Today's word is a slang expression that could have you licking your lips.

Danish word of the day: Fråderen

What is fråderen?

The verb at fråde gives rise to some strong images, meaning literally “to foam at the mouth”. It’s not an equivalent to “dribble”, which is at savle, and unlike at savle, it only really has negative connotations.

You can savle in response to the smell of delicious food, for example, but if you fråder, you “secrete foamy spit in the mouth — because of aggressiveness, having a fit etc.,” according to the dictionary definition.

In fact, at fråde can also used metaphorically to mean going into a rage, skipping entirely the step where you froth at the mouth in anger.

In contrast, fråderen means something very positive or enticing, and it’s therefore important not to confuse the two, even though the latter word is derived from the former.

There are a few Danish slang words that are formed by shortening another word and adding the definite article -en on the end. These generally emerged in the 1990s when children shortened or changed the words, although fråderen is thought to come from a little later, around the early 2000s.

We’ve previously written about grineren and nederen, which are probably the most common slang words of this type, and elaborated a little on how the words were formed and shortened from their original, more formal guises.

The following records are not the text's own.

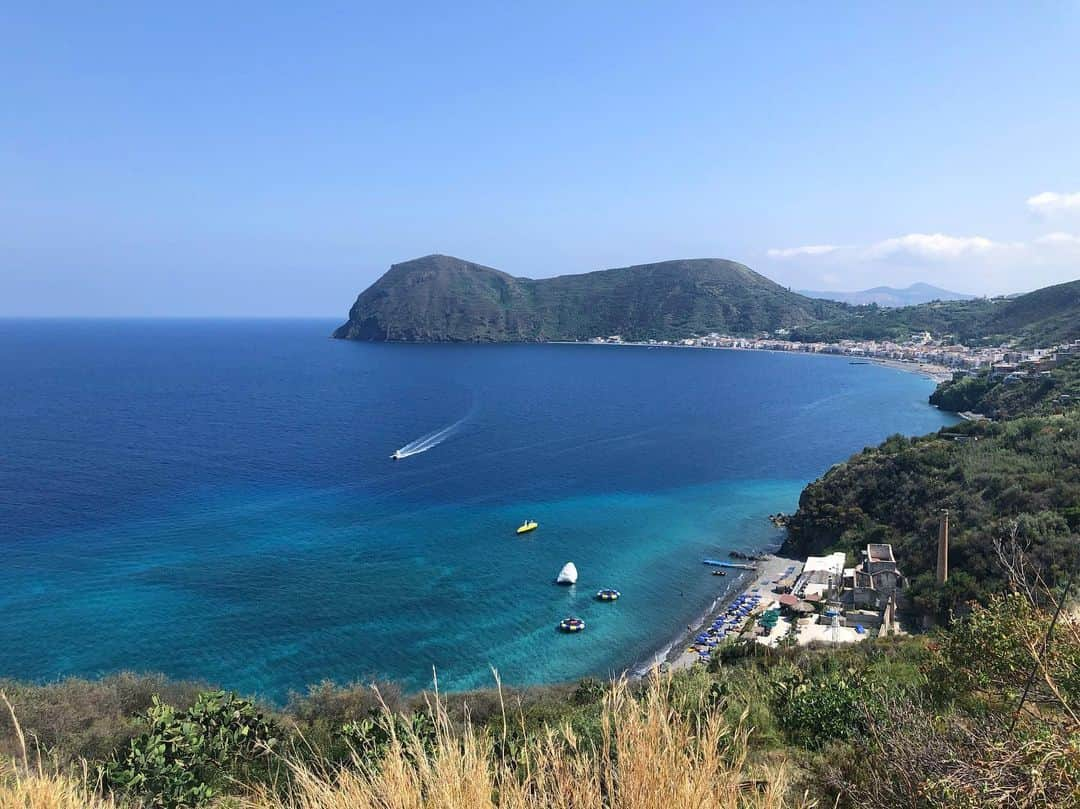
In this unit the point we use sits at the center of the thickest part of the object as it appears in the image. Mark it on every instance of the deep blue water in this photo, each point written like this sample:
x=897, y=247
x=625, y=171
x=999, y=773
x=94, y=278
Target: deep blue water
x=214, y=499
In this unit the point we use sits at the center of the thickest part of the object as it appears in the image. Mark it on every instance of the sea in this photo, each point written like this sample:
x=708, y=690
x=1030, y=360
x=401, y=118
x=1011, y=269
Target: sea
x=216, y=500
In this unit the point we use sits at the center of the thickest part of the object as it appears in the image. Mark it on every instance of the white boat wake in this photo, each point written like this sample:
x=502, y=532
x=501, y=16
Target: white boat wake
x=427, y=442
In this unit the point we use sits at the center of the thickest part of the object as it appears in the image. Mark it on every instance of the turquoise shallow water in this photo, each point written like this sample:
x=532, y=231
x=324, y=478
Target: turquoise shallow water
x=215, y=499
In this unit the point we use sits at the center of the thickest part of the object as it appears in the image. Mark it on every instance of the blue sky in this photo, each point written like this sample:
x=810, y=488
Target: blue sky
x=271, y=159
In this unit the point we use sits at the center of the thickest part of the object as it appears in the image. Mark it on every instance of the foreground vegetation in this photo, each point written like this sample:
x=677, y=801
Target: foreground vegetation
x=1017, y=479
x=983, y=712
x=893, y=722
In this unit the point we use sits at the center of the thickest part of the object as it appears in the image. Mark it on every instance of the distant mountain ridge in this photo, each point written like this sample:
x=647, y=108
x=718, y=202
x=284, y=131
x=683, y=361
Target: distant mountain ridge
x=444, y=299
x=890, y=296
x=1042, y=318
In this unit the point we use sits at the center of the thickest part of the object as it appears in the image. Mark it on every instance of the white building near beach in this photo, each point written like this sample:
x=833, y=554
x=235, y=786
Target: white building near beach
x=822, y=576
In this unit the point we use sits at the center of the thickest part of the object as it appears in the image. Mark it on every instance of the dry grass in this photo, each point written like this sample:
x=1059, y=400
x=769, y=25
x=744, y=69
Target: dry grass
x=40, y=790
x=26, y=786
x=650, y=757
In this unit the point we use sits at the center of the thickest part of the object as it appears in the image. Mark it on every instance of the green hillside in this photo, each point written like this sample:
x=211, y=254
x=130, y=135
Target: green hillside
x=445, y=299
x=1044, y=317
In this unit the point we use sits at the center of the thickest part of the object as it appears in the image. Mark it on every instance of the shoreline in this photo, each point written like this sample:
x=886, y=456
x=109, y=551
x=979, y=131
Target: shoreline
x=677, y=656
x=929, y=371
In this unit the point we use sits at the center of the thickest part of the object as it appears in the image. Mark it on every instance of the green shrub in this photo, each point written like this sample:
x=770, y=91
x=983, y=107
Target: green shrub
x=181, y=757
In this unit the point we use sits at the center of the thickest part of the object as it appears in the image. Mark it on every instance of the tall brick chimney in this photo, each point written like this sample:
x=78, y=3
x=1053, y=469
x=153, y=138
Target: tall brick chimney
x=943, y=548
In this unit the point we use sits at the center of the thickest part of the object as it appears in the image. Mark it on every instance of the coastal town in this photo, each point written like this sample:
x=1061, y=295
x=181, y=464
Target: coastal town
x=819, y=601
x=935, y=358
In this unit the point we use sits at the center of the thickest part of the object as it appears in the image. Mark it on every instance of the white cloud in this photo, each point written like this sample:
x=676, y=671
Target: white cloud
x=1052, y=202
x=1060, y=240
x=808, y=250
x=936, y=246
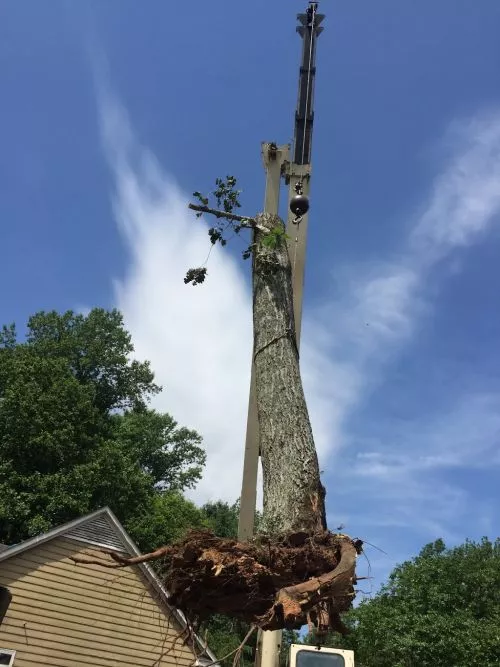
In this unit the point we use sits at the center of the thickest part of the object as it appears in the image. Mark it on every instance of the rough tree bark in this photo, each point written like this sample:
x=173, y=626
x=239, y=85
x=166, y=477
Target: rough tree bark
x=299, y=572
x=293, y=493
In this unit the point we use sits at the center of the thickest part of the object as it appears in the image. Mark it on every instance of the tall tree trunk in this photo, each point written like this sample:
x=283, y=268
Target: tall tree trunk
x=293, y=493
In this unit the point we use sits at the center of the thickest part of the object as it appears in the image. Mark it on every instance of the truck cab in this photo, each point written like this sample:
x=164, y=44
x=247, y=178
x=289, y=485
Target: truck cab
x=316, y=656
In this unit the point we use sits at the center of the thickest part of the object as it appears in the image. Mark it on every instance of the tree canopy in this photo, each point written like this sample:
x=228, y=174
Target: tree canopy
x=76, y=432
x=441, y=608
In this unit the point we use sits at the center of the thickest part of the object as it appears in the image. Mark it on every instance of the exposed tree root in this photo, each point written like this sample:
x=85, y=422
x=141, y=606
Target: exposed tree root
x=268, y=583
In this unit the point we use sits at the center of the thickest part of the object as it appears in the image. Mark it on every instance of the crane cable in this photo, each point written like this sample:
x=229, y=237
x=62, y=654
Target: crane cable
x=313, y=7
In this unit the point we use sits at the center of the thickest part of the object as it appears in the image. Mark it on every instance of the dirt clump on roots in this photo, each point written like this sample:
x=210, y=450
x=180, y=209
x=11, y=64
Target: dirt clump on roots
x=271, y=583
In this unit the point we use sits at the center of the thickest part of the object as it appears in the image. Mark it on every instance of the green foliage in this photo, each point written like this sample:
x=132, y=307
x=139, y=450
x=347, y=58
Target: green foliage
x=222, y=518
x=164, y=520
x=441, y=608
x=75, y=430
x=196, y=276
x=224, y=635
x=226, y=199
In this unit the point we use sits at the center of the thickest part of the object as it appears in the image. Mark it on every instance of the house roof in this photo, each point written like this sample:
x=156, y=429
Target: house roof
x=102, y=528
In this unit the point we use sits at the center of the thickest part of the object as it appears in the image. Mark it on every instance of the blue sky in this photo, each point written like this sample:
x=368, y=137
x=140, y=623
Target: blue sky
x=113, y=112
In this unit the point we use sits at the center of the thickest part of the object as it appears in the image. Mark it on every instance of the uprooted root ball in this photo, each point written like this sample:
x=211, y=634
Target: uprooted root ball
x=270, y=583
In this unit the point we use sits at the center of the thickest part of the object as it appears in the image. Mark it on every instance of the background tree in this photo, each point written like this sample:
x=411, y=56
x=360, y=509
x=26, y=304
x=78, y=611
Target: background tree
x=441, y=608
x=76, y=432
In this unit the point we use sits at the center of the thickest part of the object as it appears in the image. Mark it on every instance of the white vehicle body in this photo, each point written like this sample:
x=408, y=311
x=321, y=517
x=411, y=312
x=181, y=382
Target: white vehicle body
x=312, y=656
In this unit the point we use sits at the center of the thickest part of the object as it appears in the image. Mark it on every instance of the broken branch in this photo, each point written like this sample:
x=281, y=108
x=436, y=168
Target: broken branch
x=243, y=220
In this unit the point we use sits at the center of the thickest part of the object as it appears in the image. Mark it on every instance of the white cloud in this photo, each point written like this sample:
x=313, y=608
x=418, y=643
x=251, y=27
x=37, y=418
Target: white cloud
x=199, y=339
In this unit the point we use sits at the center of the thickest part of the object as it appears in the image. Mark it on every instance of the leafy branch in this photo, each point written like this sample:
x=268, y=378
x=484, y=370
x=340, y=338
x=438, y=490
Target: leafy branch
x=226, y=198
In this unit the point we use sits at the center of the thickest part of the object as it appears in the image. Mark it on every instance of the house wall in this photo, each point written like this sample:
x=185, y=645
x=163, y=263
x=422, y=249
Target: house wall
x=68, y=615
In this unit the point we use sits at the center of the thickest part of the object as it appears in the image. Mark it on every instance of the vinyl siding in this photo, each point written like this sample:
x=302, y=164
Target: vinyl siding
x=69, y=615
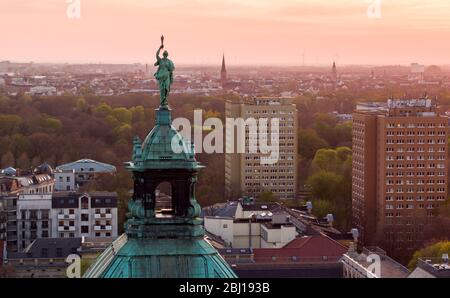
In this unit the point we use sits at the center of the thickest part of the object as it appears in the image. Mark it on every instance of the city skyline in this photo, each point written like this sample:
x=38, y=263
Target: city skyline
x=270, y=33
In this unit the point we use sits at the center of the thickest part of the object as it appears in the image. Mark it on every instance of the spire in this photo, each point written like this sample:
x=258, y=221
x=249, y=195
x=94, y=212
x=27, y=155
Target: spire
x=334, y=72
x=223, y=72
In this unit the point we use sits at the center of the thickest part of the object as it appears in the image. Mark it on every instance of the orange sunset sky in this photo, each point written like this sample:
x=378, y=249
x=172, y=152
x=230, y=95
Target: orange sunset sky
x=265, y=32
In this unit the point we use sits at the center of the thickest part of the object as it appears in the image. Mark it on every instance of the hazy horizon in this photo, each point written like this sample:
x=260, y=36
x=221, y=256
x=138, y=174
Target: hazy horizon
x=252, y=32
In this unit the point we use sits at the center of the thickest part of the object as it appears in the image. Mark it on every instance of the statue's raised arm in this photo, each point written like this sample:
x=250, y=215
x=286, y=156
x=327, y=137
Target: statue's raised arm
x=164, y=74
x=157, y=55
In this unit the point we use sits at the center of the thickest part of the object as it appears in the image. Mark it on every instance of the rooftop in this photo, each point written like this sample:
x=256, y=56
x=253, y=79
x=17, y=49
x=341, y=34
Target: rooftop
x=389, y=267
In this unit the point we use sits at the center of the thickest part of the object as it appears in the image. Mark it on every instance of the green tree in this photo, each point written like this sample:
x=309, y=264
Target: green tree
x=309, y=143
x=123, y=115
x=9, y=124
x=8, y=160
x=324, y=185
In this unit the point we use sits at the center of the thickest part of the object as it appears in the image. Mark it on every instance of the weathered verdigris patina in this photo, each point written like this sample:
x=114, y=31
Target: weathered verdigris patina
x=164, y=74
x=162, y=243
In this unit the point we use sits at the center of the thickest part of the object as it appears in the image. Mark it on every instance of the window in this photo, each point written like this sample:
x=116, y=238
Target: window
x=59, y=252
x=84, y=203
x=44, y=252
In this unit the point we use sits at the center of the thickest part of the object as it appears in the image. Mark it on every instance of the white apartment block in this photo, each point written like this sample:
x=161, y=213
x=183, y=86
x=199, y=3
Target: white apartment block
x=65, y=180
x=252, y=226
x=33, y=218
x=84, y=214
x=245, y=174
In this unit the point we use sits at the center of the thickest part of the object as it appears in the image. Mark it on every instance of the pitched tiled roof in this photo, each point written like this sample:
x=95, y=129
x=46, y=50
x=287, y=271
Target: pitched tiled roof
x=317, y=248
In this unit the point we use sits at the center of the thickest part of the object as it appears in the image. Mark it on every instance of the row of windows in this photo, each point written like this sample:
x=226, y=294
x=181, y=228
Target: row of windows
x=415, y=125
x=417, y=198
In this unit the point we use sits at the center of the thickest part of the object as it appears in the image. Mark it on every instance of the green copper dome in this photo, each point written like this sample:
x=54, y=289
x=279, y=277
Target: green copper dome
x=163, y=148
x=161, y=258
x=158, y=242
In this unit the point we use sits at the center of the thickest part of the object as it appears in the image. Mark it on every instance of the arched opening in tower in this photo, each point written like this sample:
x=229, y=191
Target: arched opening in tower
x=163, y=197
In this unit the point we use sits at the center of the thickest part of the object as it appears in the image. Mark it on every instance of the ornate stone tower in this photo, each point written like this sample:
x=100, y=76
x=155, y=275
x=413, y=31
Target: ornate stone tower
x=162, y=243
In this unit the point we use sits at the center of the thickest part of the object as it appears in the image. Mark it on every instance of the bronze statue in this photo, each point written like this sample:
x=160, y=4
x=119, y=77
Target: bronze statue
x=164, y=74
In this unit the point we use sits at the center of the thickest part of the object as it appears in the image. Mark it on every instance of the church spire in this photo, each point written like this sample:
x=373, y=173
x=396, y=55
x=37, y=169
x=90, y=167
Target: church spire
x=223, y=72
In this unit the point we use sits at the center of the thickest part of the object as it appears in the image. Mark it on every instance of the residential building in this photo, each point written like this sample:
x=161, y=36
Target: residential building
x=252, y=226
x=400, y=168
x=432, y=268
x=65, y=180
x=245, y=173
x=91, y=215
x=44, y=258
x=33, y=218
x=309, y=256
x=9, y=190
x=87, y=170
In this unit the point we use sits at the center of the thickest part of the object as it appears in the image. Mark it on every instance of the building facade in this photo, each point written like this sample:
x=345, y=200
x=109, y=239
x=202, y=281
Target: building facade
x=86, y=170
x=33, y=218
x=84, y=215
x=245, y=174
x=399, y=172
x=65, y=180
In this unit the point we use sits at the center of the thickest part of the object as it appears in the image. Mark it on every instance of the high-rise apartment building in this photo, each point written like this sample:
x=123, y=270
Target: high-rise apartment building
x=245, y=174
x=399, y=171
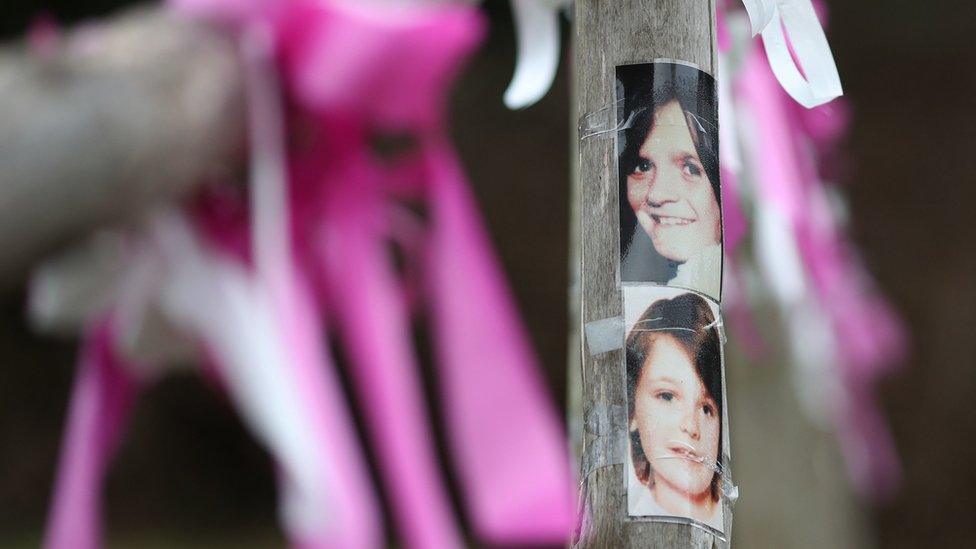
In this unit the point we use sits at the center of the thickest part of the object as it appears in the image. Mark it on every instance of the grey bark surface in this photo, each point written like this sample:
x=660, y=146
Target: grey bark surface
x=610, y=34
x=102, y=123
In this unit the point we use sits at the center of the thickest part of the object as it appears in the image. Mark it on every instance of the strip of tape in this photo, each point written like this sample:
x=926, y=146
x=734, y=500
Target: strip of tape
x=604, y=335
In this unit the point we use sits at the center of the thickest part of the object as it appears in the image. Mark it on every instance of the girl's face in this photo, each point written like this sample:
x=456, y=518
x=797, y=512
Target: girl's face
x=678, y=423
x=669, y=190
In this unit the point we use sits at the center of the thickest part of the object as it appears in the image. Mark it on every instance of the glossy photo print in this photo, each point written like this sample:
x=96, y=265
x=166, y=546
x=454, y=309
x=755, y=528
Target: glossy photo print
x=667, y=162
x=675, y=406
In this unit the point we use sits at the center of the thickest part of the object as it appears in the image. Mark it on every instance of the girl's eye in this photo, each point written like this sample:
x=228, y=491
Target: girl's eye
x=691, y=169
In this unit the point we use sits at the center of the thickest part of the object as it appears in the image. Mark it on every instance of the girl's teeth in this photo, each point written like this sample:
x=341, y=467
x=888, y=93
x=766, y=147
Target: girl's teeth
x=672, y=221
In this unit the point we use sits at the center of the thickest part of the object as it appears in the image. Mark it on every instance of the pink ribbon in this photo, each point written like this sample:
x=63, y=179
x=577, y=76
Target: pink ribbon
x=320, y=213
x=101, y=400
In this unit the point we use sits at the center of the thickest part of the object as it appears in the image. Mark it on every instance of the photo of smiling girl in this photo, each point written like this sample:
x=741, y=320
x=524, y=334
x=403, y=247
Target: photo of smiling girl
x=670, y=203
x=675, y=405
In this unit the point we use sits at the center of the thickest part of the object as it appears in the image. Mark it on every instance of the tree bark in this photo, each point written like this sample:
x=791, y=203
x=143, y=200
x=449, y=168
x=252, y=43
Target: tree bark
x=610, y=34
x=103, y=122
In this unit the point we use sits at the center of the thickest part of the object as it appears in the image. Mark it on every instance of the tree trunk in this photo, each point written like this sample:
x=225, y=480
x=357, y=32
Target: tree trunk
x=609, y=34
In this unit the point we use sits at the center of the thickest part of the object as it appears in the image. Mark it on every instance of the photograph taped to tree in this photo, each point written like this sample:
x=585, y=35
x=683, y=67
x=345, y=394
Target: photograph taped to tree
x=677, y=427
x=668, y=175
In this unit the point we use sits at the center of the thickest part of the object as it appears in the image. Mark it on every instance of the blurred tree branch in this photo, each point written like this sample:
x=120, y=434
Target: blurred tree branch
x=102, y=122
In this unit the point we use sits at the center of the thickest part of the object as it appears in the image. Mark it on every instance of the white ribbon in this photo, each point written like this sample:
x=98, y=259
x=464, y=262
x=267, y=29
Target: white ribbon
x=769, y=18
x=537, y=36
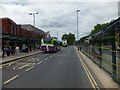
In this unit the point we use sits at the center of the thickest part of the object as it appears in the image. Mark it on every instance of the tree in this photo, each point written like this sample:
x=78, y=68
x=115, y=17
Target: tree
x=98, y=27
x=69, y=37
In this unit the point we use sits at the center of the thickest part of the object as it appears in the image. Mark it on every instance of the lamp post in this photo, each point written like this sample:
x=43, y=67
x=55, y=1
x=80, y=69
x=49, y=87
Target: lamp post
x=33, y=17
x=77, y=25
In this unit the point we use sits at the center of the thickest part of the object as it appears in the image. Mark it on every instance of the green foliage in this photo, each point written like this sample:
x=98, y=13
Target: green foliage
x=69, y=37
x=98, y=27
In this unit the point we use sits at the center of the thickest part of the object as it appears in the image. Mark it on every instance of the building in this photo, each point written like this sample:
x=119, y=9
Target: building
x=22, y=35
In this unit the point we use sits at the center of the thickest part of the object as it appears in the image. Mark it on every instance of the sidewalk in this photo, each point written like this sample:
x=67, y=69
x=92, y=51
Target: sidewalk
x=19, y=56
x=101, y=74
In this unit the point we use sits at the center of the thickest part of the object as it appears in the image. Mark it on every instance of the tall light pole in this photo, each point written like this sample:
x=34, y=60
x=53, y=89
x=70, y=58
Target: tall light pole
x=33, y=17
x=77, y=25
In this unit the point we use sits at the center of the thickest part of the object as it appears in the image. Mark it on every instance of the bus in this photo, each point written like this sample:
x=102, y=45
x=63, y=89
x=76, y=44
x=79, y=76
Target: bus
x=50, y=44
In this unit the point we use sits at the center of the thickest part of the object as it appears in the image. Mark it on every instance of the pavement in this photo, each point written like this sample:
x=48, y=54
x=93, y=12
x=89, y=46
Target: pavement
x=101, y=74
x=14, y=57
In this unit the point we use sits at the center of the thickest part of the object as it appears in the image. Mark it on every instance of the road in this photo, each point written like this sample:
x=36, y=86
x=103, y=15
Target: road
x=51, y=70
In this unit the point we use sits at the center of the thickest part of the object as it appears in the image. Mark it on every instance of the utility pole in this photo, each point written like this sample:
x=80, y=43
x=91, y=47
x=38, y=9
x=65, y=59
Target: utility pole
x=33, y=17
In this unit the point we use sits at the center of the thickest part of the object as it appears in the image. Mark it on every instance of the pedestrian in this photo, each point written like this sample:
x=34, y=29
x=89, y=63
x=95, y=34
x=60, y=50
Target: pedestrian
x=17, y=49
x=30, y=48
x=11, y=50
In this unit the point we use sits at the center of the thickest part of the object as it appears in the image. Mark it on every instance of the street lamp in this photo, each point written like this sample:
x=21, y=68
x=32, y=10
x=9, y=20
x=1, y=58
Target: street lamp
x=33, y=17
x=77, y=25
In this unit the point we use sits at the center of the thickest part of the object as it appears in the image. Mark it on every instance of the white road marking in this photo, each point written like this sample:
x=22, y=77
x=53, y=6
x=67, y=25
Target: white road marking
x=40, y=62
x=23, y=66
x=11, y=79
x=29, y=68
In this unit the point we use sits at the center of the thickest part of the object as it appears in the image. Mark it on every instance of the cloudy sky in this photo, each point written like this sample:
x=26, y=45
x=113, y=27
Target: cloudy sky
x=60, y=16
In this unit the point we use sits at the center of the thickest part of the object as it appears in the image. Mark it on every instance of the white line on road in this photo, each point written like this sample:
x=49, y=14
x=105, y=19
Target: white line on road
x=40, y=62
x=11, y=79
x=23, y=66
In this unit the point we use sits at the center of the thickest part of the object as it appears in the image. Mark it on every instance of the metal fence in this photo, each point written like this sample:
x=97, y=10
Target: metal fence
x=103, y=48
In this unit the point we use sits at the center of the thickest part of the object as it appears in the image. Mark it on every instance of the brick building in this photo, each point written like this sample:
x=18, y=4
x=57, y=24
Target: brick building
x=22, y=35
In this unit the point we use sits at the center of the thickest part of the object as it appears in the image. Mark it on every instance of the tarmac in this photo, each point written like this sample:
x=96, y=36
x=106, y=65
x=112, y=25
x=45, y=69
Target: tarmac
x=101, y=74
x=14, y=57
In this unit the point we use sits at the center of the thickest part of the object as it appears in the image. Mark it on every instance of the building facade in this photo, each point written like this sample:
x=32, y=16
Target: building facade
x=24, y=36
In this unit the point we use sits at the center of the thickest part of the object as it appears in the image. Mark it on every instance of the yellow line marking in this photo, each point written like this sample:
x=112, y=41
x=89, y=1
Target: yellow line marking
x=40, y=62
x=11, y=79
x=23, y=66
x=29, y=68
x=11, y=62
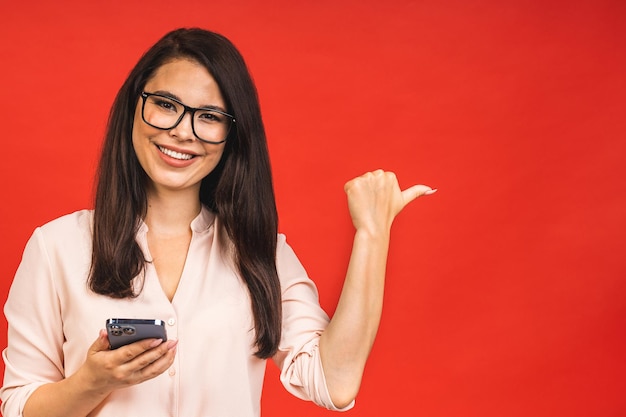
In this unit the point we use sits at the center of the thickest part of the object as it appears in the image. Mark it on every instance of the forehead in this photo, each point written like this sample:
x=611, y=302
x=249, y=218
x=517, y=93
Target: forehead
x=186, y=80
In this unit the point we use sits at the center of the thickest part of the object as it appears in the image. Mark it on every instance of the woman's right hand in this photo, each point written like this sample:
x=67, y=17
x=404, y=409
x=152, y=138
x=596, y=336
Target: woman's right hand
x=105, y=370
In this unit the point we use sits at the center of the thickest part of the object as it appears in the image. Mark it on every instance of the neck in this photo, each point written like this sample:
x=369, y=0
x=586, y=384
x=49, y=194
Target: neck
x=170, y=212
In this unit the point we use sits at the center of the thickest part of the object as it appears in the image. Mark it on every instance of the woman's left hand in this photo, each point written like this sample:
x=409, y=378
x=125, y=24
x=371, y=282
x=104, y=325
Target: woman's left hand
x=375, y=198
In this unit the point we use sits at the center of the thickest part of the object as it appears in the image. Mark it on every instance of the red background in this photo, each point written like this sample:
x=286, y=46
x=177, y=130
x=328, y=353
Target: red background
x=505, y=292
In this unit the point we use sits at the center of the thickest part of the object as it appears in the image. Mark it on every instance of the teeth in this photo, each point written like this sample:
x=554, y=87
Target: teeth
x=176, y=155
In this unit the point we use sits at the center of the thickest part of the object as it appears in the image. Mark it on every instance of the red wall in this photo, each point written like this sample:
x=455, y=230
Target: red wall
x=506, y=289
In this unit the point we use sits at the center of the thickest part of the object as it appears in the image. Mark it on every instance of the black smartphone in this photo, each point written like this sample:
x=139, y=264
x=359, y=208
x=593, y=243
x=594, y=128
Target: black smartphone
x=124, y=331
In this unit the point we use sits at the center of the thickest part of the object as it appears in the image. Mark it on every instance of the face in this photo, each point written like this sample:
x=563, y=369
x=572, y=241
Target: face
x=175, y=159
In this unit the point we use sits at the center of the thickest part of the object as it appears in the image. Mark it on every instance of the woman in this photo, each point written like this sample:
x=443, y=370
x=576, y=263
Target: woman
x=185, y=230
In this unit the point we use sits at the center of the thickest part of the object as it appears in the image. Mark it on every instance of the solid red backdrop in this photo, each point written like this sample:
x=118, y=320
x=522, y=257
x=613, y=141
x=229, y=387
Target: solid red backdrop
x=506, y=289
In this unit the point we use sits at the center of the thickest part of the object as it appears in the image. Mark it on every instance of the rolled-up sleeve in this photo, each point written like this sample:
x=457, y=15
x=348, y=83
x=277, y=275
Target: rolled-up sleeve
x=34, y=354
x=304, y=321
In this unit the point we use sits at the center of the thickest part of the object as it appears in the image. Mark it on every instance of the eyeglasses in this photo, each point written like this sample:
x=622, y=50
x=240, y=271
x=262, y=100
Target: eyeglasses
x=165, y=113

Why do I need to know fråderen?

At fråde is a Danish verb you might not hear very often, while fråderen has probably given at a new lease of life by bringing it to the attention of a younger generation.

As alluded to above, fråderen is a positive adjective used to describe something that looks good, tastes good or generally seems very enticing. Presumably so much so that it makes you lick your lips in overdrive, causing the metaphorical foaming at the mouth.

Another way of using fråderen is to have fråderen på, literally (and clumsily translated to) “have a foaming at the mouth episode going on”. This means to feel excessively hungry with a particular craving for sweets or tasty snacks. A more common Danish word with the same meaning as this is lækkersulten (“tasty-hungry”).


Ej, har du popcorn med?! Kæft hvor fråderen, mand.

Oh wow, have you brought popcorn? My gosh, how enticing, man.

Kan du ikke købe de der doughnuts, når du går ned i Aldi? De er simpelthen så fråderen.

Would you mind buying those doughnuts they have when you go to Aldi? They really are quite delicious.